Aunque Donald Trump se ha hecho famoso principalmente por otras actividades, fue él quien dio vida al ciclismo profesional estadounidense. Los beneficios de sus empresas le permitieron participar como anunciantes en el mundo de los deportes que van desde la liga de fútbol de EE.UU. hasta el boxeo profesional. Normalmente cuando a la gente le gusta el ciclismo se compra una bicicleta, pues Donald Trump en 1988 lo que se compró fue una carrera, que bautizó como el Tour de Trump

La idea de la carrera fue concebida por el reportero de la NBC John Test, quien había cubierto el Tour de Francia un año antes. Después de regresar a los Estados Unidos, presentó la idea al empresario de baloncesto Billy Packer, quien se acercó a los representantes del Casino de Atlantic para pedir patrocinio. Donald Trump resultó estar interesado y se ofreció a convertirse en el socio principal.

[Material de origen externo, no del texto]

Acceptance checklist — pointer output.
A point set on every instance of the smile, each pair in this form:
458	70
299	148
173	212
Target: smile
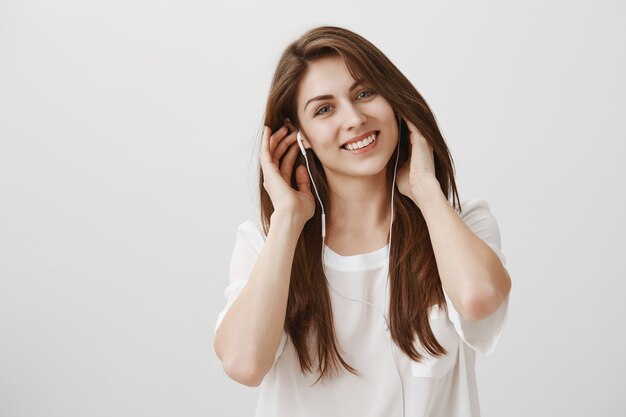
363	145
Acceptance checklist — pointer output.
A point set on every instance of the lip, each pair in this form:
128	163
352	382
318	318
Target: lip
360	137
367	148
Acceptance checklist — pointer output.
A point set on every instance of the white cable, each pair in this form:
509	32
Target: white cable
387	330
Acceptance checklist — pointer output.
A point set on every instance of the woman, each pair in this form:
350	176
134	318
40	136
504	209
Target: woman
353	298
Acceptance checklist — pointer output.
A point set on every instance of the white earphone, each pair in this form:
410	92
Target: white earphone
385	322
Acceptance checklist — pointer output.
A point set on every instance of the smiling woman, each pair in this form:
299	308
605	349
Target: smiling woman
326	306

Después de poner su nombre en un rascacielos, casino, centro comercial o incluso aerolíneas, el futuro presidente de los EE.UU. decidió formar parte de una nueva marca de carreras ciclistas.

Influenciada por las grandes competiciones ciclistas europeas, el Tour de Trump se anunció para mayo de 1989, por lo que coincidía con La Vuelta (que entonces se hacía en abril) y el Giro. El premio total de 250.000 dólares estadounidenses hizo que los equipos ciclistas de todo el mundo lo tomaran en serio. Para poder concentrarse en un reto tan fresco y tentador, algunos de los equipos incluso se retiraron de la Vuelta a España. Se presentaron 114 ciclistas de ocho equipos profesionales y once amateurs.

La primera parte del Tour de Trump comenzó en Albany, Nueva York, y consistió en 10 etapas. La longitud total de la ruta de 1.347 km atravesó cinco estados y terminó frente al Trump’s Casino en Atlantic City. El noruego Dag-Otto Lauritzen, del equipo estadounidense 7-Eleven, ganó la carrera, por delante de Greg LeMond, que dos meses después ganó  el Tour de Francia. Hubo cierta controversia en la clasificación general, ya que se esperaba que el ciclista belga Eric Vanderaerden siguiera de líder después de ganar cuatro etapas, pero perdió el cruce correcto en la ruta siguiendo a la moto de carrera en la etapa final. Pese a los premios, la carrera fue recibida con protestas, y los participantes instaron a “Luchar contra el Trumpism”.

“Espero que con un poco de madurez, con un poco de tiempo y con un poco de esfuerzo, el Tour de Trump sea equivalente al Tour de Francia”, dijo el Sr. Trump en una entrevista en 1989 para la NBC en la que expresó la creencia de que apenas se veía a sí mismo como un político. Después de que un periodista le preguntara cuándo fue la última vez que montó en bicicleta, el Sr. Trump confesó que había sido hace mucho tiempo, quizás a la edad de siete años.

Encantado con la carrera, Donald Trump pensó en diseñar la ruta de costa a costa, sin embargo, después de una edición más, ganada por el ciclista mexicano Raúl Alcalá, retiró su patrocinio debido a supuestas dificultades financieras.

Después de que Trump se retirara, Du Pont se hizo cargo y se convirtió en el patrocinador principal. La carrera atrajo a muchos ciclistas de alto perfil, incluyendo a Lance Armstrong, quien ganó dos veces, pero debido a algunos problemas legales y algunas disputas entre los patrocinadores, la carrera terminó en 1996.